In the article for People Management Magazine, Kate Palmer, Associate Director of Advisory at Peninsula, urges employers not to take a blanket approach when dealing with employees reluctant to return to work, and that employers should factor in various considerations before making a decision. Considerations could include someone who has been, or continues to be, shielding based on ongoing medical advice, or a single parent who has been unable to secure childcare, or someone who has an immediate family member in the household with a serious underlying health condition.

However, if an organisation has followed all of the government guidance and ensured that the risk is minimised for employees but they still refuse to return, then businesses need to be prepared to conclude that a staff member doesn’t have reasonable grounds. This may be deemed as unauthorised absence and the employer needs to think carefully about how they approach disciplinary proceedings.

I also spoke to Martin Chitty, Employment and Equalities partner at our advisors Gowling WLG. From his perspective:

"The steps Advantage have taken reflect the need to balance access, risk and making the working environment safe and attractive for staff.
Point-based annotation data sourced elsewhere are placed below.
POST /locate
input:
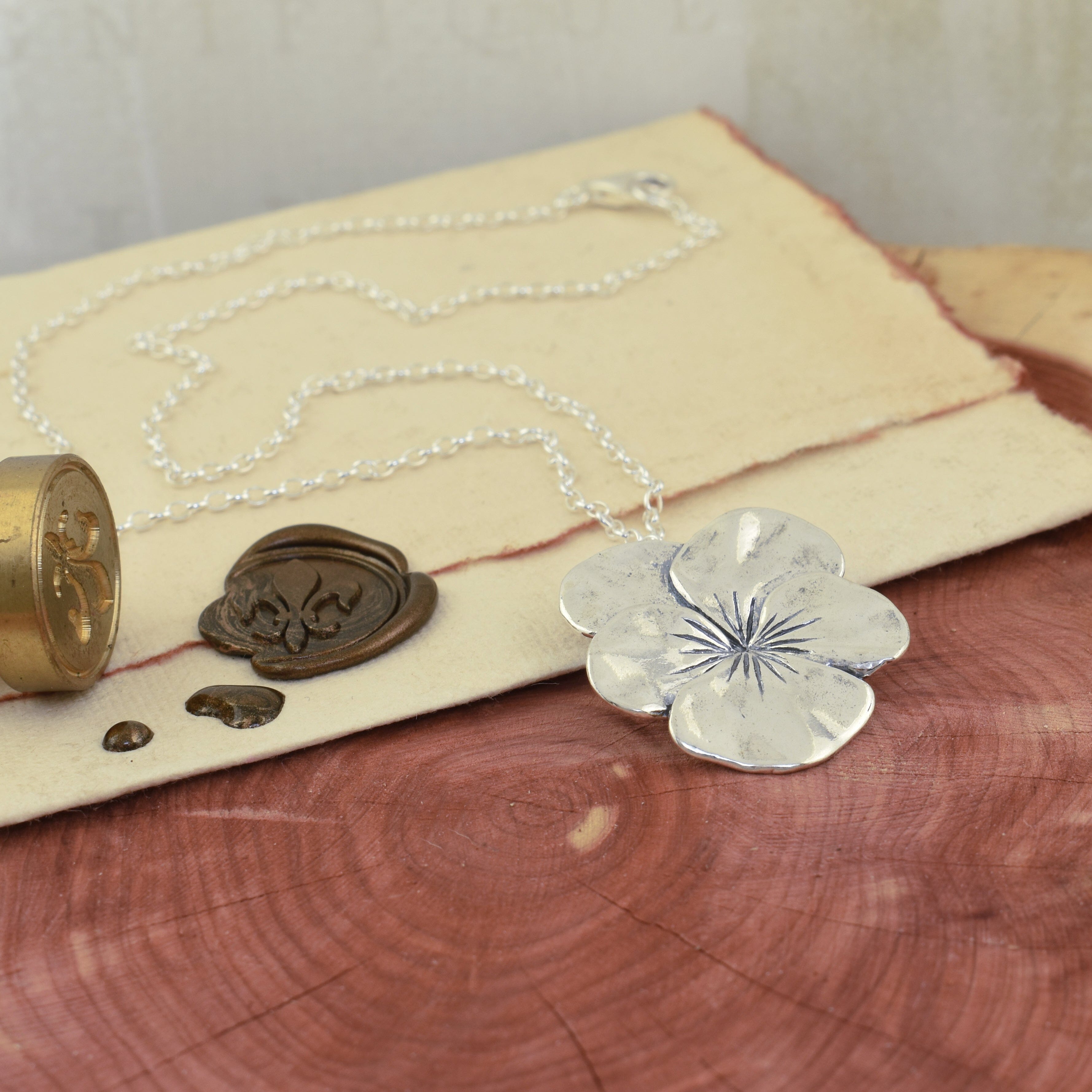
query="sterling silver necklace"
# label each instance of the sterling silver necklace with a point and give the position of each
(747, 637)
(634, 189)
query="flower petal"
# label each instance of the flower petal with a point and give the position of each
(749, 551)
(641, 658)
(834, 622)
(787, 723)
(620, 578)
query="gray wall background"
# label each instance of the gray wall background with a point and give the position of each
(937, 122)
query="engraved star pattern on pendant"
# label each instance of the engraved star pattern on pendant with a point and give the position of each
(747, 638)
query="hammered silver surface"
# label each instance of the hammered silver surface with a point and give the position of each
(835, 622)
(767, 723)
(747, 636)
(617, 579)
(749, 551)
(641, 658)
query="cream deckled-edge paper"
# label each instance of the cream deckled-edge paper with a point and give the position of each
(792, 333)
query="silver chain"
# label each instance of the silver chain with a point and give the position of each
(631, 190)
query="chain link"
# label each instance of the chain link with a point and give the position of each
(631, 190)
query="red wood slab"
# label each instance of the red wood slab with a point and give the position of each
(540, 892)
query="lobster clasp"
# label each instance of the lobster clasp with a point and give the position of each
(629, 189)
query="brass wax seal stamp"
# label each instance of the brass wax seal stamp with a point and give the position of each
(310, 599)
(60, 576)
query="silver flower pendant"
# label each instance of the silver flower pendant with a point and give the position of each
(747, 637)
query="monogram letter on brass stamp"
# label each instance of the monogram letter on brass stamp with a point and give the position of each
(313, 599)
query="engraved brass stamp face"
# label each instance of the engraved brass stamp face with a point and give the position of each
(60, 576)
(313, 599)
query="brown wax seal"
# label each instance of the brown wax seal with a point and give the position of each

One of the biggest issues our clients face, as mentioned by colleagues at Advantage, is that although they are comfortable enough with being at work the psychological barrier for some, and the concern of many is getting to work. Employers do not have a Health and Safety at Work Act responsibility for getting to work but in pure employment law terms they cannot ignore the legitimate concerns that staff have.

Taking disciplinary action for refusal to return to work is possible, but employers will need both a fair reason to dismiss and follow a fair procedure prior to dismissal. They also need to know that there are specific protections for employees who raise safety concerns (whether they are personal to them or relate to others) as well as raising whistleblowing concerns. Ongoing engagement and discussions with your employees as well as constant review of the measures that you have in place will hopefully mitigate or reduce employee fears and concerns. Remember that it is legitimate to ask people to explain their concerns – so there is no excuse for employers who make ill-informed decisions"

We hope that, like us, you too are shortly welcoming your employees and colleagues back into a safe and productive work environment.